The concentration-resampling augmentation is not convincingly motivated as “assembly-bias mitigation” and is not empirically validated; it may also create physically inconsistent/out-of-distribution trees. Sec. 2.3 and Sec. 3.3 rely on an M–C fit with extremely low $R^2$ ($\approx 0.0036$) and large scatter, yet the method is described as an assembly-bias correction. Resampling concentration independently conditional on mass (and ambiguously on scale factor) risks destroying temporal coherence along the main progenitor branch and correlations with other node properties (e.g., $V_{\max}$), potentially altering cosmological signal and/or introducing artifacts. The paper does not show a with/without augmentation comparison for (i) inference metrics, (ii) sensitivity to assembly-bias proxies, or (iii) physical consistency checks.

Recommendation: Reframe the augmentation as an exploratory robustness test unless you can demonstrate a measurable benefit. Concretely: (i) clarify whether the M–C relation is fit globally or per scale-factor bin (resolve Sec. 2.3 vs Sec. 3.3 inconsistency), and report fit parameters + scatter per bin if applicable; (ii) add ablations: train/evaluate the full pipeline with and without augmentation, reporting $\Omega_m/\sigma_8$ RMSE and coverage (Sec. 3.5–3.6); (iii) add robustness stratification: evaluate errors/coverage across quantiles of assembly-bias proxies identified in Sec. 3.2.3 (e.g., conc_scatter_final_snapshot, $\delta\log_{10}c_{\rm sat-cen}$, nummajor_mergers_mpb), comparing augmented vs non-augmented; (iv) add physical consistency checks pre/post augmentation (distributions of $C$, $C$–$V_{\max}$ relation, and correlation of concentration along MPB).
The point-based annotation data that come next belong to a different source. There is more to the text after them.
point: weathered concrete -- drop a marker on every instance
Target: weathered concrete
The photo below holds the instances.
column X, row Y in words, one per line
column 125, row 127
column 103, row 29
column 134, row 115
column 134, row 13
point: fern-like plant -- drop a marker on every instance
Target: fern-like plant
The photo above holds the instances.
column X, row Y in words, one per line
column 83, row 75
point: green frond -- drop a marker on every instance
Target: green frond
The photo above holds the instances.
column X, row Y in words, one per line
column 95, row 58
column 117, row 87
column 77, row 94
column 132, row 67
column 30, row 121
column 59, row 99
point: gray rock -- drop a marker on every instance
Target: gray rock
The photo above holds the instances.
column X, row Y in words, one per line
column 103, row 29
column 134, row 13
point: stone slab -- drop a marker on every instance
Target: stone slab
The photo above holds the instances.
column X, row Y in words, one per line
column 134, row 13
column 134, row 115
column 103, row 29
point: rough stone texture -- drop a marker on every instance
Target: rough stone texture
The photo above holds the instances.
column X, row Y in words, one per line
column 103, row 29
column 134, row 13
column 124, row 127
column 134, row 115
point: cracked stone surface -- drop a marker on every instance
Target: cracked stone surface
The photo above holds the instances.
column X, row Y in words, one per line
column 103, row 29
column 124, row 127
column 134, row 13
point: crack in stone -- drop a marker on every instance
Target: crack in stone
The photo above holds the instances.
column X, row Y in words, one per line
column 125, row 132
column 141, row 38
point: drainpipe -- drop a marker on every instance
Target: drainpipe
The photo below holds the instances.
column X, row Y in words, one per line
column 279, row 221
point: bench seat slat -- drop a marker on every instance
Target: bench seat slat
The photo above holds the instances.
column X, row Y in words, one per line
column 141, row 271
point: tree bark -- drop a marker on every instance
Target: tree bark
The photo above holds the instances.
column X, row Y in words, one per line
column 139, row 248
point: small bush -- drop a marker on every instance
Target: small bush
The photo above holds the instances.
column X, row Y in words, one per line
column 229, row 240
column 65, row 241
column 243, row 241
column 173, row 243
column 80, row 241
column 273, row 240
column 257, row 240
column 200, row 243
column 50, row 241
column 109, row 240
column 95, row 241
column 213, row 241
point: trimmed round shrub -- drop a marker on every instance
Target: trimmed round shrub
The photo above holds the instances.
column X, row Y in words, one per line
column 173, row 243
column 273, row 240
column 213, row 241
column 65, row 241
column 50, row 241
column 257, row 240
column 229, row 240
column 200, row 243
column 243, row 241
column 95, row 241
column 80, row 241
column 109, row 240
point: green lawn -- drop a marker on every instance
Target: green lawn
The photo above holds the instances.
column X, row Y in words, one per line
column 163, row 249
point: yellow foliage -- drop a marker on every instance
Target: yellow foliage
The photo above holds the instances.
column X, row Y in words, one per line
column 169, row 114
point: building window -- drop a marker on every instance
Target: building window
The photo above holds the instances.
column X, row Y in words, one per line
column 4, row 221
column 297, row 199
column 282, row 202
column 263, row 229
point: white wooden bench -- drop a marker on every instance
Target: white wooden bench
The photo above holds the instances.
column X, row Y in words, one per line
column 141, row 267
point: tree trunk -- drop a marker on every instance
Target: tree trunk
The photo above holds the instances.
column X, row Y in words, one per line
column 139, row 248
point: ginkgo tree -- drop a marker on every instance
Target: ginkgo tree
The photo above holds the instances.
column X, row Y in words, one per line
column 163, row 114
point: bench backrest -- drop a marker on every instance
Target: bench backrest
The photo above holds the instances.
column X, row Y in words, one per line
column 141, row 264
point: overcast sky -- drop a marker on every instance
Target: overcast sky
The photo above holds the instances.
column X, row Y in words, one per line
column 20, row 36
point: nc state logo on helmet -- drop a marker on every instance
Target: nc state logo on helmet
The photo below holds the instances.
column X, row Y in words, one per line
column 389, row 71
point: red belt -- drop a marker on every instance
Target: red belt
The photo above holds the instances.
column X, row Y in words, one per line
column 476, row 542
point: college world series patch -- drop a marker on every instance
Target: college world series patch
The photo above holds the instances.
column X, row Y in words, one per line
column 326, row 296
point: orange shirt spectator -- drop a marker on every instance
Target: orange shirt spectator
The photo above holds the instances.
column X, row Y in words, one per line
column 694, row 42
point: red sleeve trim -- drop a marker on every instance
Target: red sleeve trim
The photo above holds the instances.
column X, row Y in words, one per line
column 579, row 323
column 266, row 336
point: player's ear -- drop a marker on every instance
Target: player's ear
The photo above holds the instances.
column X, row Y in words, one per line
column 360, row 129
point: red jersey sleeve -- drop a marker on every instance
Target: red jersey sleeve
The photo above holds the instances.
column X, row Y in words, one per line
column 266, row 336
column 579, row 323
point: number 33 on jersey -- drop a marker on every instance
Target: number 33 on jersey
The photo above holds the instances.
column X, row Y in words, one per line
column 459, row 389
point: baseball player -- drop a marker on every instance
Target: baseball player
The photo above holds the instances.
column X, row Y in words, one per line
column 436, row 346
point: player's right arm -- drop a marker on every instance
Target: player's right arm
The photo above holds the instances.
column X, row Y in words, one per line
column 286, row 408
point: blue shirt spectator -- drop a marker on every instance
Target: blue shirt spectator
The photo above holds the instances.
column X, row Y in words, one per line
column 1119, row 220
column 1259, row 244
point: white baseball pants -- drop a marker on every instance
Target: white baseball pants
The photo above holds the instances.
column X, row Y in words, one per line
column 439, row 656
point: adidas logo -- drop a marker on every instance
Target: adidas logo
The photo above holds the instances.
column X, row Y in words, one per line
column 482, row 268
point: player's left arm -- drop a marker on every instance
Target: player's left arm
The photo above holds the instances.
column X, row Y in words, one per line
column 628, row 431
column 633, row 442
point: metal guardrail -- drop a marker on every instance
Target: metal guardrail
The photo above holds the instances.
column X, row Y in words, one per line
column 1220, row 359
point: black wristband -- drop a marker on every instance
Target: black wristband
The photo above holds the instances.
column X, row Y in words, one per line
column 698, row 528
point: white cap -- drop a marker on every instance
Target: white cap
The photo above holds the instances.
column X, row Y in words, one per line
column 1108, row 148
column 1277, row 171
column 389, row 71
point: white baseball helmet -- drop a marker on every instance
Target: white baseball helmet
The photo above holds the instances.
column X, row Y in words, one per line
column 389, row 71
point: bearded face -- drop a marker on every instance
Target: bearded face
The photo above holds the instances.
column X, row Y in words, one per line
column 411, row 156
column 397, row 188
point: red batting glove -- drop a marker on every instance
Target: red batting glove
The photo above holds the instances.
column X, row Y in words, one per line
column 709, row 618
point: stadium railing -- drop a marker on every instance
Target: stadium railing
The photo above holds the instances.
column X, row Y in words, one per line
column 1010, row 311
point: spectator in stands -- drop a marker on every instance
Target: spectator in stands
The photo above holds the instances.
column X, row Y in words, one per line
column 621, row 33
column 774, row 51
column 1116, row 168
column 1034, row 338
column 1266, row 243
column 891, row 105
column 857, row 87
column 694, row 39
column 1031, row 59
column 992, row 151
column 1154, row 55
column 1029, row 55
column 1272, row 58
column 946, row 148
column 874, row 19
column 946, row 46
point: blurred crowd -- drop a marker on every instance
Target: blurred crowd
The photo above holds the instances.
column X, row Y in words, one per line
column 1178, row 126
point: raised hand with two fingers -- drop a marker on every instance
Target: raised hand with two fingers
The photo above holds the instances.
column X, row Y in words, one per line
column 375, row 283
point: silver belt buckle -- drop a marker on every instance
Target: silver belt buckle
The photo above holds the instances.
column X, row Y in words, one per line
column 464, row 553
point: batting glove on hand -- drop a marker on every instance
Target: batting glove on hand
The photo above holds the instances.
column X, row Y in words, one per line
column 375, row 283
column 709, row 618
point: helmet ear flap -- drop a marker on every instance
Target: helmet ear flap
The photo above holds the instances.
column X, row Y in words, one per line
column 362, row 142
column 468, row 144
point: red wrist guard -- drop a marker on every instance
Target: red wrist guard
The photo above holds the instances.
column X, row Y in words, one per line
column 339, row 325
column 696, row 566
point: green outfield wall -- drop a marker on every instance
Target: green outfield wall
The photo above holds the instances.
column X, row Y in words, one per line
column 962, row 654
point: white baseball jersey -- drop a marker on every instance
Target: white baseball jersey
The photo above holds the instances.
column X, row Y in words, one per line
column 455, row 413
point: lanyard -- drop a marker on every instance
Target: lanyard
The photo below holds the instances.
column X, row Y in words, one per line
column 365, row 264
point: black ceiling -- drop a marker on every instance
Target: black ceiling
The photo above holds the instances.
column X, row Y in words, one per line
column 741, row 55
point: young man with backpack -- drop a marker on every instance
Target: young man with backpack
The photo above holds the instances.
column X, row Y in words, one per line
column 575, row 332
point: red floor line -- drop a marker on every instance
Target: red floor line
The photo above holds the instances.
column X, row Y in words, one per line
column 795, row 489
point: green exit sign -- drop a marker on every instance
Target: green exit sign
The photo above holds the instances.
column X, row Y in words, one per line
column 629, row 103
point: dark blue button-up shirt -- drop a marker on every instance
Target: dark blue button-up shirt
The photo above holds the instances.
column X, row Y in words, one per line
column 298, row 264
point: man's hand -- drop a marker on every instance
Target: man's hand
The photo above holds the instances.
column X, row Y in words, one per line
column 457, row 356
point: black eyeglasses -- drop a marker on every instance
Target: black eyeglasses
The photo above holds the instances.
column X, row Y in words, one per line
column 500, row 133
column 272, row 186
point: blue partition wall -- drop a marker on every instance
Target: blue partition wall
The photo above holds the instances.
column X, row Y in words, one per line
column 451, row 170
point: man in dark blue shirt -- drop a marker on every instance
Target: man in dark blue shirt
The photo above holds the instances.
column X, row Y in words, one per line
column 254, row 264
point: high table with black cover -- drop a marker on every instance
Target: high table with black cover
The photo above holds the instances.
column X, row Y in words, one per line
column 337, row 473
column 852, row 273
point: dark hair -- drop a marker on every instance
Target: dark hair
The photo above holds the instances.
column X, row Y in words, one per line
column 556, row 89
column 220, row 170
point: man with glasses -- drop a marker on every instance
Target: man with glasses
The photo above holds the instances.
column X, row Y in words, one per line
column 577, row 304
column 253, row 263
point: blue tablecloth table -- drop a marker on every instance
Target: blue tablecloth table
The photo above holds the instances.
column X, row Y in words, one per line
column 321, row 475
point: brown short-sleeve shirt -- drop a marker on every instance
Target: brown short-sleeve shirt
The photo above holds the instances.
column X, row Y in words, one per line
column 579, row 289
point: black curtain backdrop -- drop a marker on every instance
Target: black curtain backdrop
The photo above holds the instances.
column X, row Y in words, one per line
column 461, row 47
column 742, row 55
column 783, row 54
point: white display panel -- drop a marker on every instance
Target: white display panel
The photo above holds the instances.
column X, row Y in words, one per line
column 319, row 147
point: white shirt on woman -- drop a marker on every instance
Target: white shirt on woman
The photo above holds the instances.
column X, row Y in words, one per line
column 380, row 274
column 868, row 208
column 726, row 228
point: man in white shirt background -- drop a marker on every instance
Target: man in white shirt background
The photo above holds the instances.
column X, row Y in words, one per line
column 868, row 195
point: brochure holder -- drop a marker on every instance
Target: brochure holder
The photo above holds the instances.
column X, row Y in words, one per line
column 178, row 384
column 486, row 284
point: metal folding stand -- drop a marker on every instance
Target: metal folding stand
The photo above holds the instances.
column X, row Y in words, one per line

If gains are not clear, tone down claims in the Abstract, Sec. 1, Sec. 3.6, and Sec. 4.
Key baselines and ablations are missing, so the added value of (a) contrastive learning, (b) the GNN, and (c) augmentation cannot be isolated. Sec. 3.2 shows engineered global features strongly correlate with $\Omega_m$ (and somewhat with $\sigma_8$), but there is no inference baseline using these features. There is also no comparison to a supervised GNN trained to regress $(\Omega_m, \sigma_8)$ directly, nor to a contrastive variant better aligned with continuous labels. Without these baselines, it is unclear whether the proposed method materially improves over simpler summaries or whether $\sigma_8$ weakness is a representation-learning artifact.

Recommendation: Add a baseline/ablation block in Sec. 3.5 (or a dedicated subsection): (i) engineered-features $\rightarrow$ SNPE baseline (all 35 features as summaries; Sec. 3.2); (ii) a reduced physically motivated feature subset baseline (e.g., early-time MPB concentration features plus formation time and merger counts; Sec. 3.2.3); (iii) supervised GNN regression baseline (predict $\Omega_m$, $\sigma_8$ with MSE; use penultimate embeddings as SNPE summaries, or directly compare regression performance); and (iv) augmentation ablation (on/off). Report the same RMSE and coverage metrics used for the main model, emphasizing $\sigma_8$.
The contrastive setup uses discrete cosmology IDs as positives/negatives (Sec. 2.4) despite continuous targets $(\Omega_m, \sigma_8)$, and it may encourage shortcut learning via non-cosmological cues. Defining positives as “any other tree from the same cosmology” can let the model exploit simulation- or selection-specific artifacts constant within cosmology (e.g., tree size distributions, mass-range differences, resolution effects, volume/seed effects) rather than cosmology-dependent physics. The current formulation also does not enforce smoothness or metric structure with respect to continuous $(\Omega_m, \sigma_8)$, which may contribute to poor $\sigma_8$ performance (Sec. 3.5–3.6).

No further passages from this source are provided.